Sergio Sollima (there were also a disproportionate number of spaghetti western directors called Sergio) doesn't quite pull off the required balancing act in this over-preachy parable about a mild-mannered history professor with TB who goes west in the hope that a drier climate will improve his health, gets mixed up with outlaws, and discovers the joys of doing, for the first time in his sheltered life, what a man's gotta do. Unfortunately he gets a wee bit carried away and turns into Hitler.
Gian Maria Volontè, best known for playing Clint Eastwood's deadliest adversaries in both the "Dollars" movies, dominates the film as Professor Fletcher, and though he does overact at times, he's a good enough actor to bring a bit of depth to his part, unlike his co-star Tomas Milian, best known for starring in the infamous "Django Kill!". Milian is adequate when it comes to looking mean and ornery, but it's hard to see why so many other characters find him irresistibly charismatic. And what's with that haircut? He looks like the bassist from Spinal Tap! It doesn't help that his character is called Beauregard. Or indeed that his girlfriend is a dead ringer for the young David Bowie. He'd be fine in a more typically daft spaghetti western where all the hero wants is revenge or some gold or something and there are usually acrobats involved for no reason at all, but in a movie this serious he seems a bit lost.
It's also plotted in an oddly lopsided way, as if it was meant to be significantly longer but the money ran out and they had to cut a lot of scenes towards the end. Professor Fletcher's rise from total obscurity to being the most wanted and feared outlaw in the west seems to happen overnight, on the strength of precisely one robbery that wasn't what you could honestly call an unqualified success. And how exactly does Beauregard get out of jail? There's certainly one event which would have been the dramatic high point of the entire movie if we'd actually seen it, but it would also have been very expensive to film, which is no doubt why it happens offscreen, considerably diluting the power of the message the director is trying so hard to put across.

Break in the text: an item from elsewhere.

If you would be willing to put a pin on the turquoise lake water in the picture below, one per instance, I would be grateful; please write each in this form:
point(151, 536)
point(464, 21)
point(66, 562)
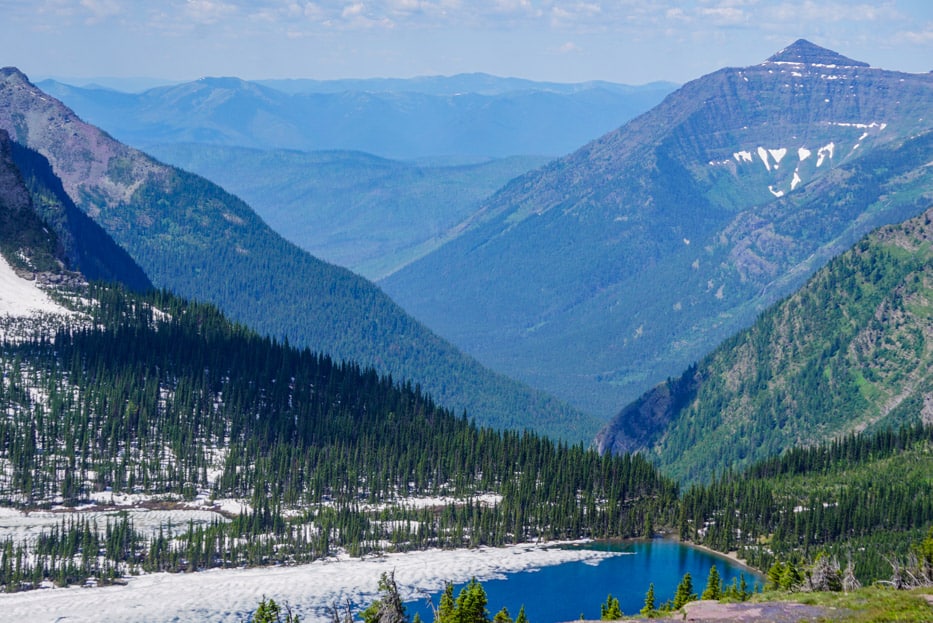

As the story of a doomed friendship between two very different men who learn both good and bad life lessons from each other it works fairly well, but the professor's transformation from a kindly, mild-mannered wimp into a murderous psychopathic rapist who thinks he's Professor Moriarty mashed up with Alexander the Great is a bit much to swallow. "A Bullet For The General", made the previous year and also starring Gian Maria Volontè, is a very similar film indeed, but it does a much better job of not letting its serious political point get in the way of the story, and when it promises you a battle, it jolly well gives you one! Whereas this is an ambitious, well-meaning, and peculiarly disjointed film that doesn't quite hit its marks. It has a bit of a cult reputation, but I suspect that most of its fans are applauding its trendy politics rather than its middling quality as a western.